Under the gory veneer of Upgrade’s action scenes—and I can’t stress enough how visceral it is to watch a Stem-controlled Grey nearly decapitate someone with a kitchen knife—is a sly commentary on humanity’s propensity to offload responsibilities onto increasingly human-like machines. For the people of Upgrade, literally upgrading your body with technological components is the path forward and is becoming normalized, thereby making flesh and blood—what makes us human—increasingly undervalued. Grey’s predicament—nearly his entire body being paralyzed—is a heavy-handed metaphor for this subtext. In Upgrade, mankind as we know it will soon be obsolete, ushering in an era of A.I.-advanced humans that might have more in common with the hosts of Westworld than the humans of the modern day. (This was some very heavy shit for what I thought was some quick MoviePass escapism on a Saturday afternoon!)

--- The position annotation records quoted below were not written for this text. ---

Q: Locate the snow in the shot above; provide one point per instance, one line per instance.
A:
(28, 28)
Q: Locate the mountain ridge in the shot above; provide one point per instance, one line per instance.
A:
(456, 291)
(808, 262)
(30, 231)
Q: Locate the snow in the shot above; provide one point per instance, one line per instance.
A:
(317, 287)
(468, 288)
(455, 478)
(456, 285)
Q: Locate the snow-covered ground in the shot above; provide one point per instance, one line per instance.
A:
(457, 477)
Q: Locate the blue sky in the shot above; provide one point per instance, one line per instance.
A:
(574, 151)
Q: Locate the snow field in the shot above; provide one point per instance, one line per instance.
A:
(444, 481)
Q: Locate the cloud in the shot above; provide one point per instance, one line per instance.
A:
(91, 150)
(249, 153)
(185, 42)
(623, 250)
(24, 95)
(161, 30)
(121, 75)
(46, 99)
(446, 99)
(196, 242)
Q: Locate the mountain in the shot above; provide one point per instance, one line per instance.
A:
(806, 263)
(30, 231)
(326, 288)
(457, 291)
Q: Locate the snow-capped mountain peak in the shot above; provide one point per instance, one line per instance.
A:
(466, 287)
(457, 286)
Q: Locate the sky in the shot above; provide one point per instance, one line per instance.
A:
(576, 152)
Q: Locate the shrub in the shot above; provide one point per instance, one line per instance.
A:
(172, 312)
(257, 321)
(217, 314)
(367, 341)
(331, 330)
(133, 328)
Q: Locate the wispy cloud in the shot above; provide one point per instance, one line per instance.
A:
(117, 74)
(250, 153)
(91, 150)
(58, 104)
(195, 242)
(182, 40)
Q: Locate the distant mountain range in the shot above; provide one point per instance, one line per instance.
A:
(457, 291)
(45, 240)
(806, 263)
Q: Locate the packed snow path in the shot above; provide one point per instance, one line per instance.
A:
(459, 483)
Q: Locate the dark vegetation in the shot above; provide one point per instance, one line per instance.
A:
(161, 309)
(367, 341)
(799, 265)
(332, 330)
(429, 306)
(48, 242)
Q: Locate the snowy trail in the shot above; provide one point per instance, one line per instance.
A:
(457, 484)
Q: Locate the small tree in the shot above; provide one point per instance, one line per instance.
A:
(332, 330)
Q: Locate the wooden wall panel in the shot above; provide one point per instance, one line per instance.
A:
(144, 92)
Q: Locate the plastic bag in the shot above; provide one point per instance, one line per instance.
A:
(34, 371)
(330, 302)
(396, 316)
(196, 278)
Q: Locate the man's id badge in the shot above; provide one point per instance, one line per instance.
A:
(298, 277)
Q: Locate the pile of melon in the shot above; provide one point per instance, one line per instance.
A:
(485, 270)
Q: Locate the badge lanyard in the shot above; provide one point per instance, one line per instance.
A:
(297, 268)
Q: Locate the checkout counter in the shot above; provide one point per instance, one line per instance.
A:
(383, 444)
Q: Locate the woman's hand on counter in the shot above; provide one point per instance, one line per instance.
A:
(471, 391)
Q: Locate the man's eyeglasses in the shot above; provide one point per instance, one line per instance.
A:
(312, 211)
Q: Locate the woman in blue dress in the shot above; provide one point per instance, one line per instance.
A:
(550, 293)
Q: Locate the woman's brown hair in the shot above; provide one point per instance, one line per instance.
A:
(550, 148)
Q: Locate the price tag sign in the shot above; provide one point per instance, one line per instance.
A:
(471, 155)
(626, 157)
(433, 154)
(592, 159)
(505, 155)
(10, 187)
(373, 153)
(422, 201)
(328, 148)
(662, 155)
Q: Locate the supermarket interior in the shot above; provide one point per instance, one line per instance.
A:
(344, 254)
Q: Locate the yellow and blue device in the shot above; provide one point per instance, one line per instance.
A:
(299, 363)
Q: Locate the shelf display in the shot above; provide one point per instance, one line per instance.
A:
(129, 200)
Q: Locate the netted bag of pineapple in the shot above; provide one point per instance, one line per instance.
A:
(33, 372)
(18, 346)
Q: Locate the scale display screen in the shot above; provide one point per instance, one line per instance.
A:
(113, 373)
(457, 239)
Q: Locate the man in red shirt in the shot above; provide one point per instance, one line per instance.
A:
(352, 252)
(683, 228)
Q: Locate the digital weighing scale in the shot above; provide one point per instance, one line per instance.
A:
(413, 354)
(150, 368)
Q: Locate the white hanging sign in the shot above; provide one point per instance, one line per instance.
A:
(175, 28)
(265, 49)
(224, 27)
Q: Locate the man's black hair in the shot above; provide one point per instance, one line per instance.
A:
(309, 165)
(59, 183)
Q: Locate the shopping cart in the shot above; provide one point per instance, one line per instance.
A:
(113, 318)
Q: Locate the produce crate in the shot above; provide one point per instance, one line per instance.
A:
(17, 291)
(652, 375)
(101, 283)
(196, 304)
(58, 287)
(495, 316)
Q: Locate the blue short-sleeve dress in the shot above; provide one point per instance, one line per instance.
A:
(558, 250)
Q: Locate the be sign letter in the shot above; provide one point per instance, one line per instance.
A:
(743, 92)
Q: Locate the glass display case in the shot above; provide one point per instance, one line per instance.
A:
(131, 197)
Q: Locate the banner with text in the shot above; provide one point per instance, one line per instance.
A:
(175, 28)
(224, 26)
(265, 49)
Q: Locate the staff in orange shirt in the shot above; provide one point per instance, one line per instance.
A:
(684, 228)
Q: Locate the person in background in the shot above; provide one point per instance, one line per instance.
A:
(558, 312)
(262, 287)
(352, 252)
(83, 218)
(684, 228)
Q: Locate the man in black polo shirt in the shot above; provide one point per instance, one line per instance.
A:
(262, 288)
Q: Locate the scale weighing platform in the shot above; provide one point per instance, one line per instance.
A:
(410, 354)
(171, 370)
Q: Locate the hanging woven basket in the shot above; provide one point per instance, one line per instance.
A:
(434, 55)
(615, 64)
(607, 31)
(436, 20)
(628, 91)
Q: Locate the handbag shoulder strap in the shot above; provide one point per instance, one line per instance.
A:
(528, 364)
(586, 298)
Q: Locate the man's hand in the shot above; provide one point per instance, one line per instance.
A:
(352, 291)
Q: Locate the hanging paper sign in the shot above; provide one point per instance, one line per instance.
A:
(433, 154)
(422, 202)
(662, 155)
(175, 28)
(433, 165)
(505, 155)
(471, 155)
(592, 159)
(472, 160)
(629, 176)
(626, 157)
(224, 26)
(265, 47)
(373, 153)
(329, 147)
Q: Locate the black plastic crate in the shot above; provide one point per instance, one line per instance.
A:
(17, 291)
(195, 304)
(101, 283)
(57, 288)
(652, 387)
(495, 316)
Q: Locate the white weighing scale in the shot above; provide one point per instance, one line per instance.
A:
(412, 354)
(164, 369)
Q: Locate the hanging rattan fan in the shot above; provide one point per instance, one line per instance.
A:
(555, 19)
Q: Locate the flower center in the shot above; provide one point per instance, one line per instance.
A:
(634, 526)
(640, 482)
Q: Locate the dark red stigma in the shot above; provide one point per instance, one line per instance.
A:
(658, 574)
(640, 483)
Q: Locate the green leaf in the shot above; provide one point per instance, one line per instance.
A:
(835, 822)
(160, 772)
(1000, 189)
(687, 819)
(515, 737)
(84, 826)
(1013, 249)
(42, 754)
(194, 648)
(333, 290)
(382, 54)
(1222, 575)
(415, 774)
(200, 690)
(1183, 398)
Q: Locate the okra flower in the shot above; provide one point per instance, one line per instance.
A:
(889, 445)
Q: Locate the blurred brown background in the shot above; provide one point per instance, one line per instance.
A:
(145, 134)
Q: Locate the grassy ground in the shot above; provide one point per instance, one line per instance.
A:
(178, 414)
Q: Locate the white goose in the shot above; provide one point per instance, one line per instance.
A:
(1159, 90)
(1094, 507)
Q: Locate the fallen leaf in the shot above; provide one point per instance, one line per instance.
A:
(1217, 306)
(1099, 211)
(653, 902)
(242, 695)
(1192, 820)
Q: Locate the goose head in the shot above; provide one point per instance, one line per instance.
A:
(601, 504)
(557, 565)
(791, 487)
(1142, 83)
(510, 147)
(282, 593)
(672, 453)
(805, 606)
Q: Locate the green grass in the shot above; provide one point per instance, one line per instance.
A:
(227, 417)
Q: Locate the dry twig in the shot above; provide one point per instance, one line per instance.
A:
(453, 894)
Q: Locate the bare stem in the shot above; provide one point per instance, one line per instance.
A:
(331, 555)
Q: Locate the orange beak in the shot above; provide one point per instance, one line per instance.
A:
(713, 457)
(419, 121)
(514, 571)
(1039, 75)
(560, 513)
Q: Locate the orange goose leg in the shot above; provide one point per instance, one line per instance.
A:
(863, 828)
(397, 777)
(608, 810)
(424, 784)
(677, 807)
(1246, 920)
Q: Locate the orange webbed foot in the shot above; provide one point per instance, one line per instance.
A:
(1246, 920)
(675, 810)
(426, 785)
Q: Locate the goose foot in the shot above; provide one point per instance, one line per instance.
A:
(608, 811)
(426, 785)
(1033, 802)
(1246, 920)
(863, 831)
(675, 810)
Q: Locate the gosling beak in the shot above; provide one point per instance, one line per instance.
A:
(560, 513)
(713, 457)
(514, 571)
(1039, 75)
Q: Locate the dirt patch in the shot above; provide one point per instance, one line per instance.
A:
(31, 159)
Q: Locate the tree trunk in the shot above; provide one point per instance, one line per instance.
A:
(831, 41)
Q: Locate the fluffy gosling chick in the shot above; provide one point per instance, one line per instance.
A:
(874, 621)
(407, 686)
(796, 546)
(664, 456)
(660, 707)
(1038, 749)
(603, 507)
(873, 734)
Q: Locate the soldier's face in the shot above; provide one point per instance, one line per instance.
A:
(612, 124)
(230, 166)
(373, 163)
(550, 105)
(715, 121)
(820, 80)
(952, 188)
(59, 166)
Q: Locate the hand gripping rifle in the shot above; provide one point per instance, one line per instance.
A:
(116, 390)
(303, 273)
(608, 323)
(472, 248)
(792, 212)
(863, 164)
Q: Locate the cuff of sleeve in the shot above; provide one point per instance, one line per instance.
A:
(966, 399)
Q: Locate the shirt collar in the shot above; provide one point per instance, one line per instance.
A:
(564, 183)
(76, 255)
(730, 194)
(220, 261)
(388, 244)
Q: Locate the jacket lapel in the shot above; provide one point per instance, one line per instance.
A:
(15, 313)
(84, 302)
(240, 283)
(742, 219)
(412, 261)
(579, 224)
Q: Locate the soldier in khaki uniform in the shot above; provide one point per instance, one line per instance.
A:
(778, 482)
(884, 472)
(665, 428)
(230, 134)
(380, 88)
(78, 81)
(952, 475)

The Stem-assisted oversights in Upgrade are mostly played for laughs—it never fails to be a hilarious juxtaposition seeing Marshall-Green’s body beat the shit out of someone while his face looks completely mortified. But the toll of Grey’s actions, and the true nature of that night he lost his wife and, in essence, his body, arrives at a chilling conclusion that befits the dankest twists of Black Mirror. Upgrade is the ultimate sci-fi combo: a film that deals with heavy moral implications of technology overuse, interlaced with unforgettably gory action scenes, caustic humor, and an impressively physical lead performance. Forget MoviePass: Fans of the genre should be seeking out this movie no matter what. It’s only June, but Venom is already facing stiff competition among movies with body-snatchers and movies with people that may or may not be Tom Hardy.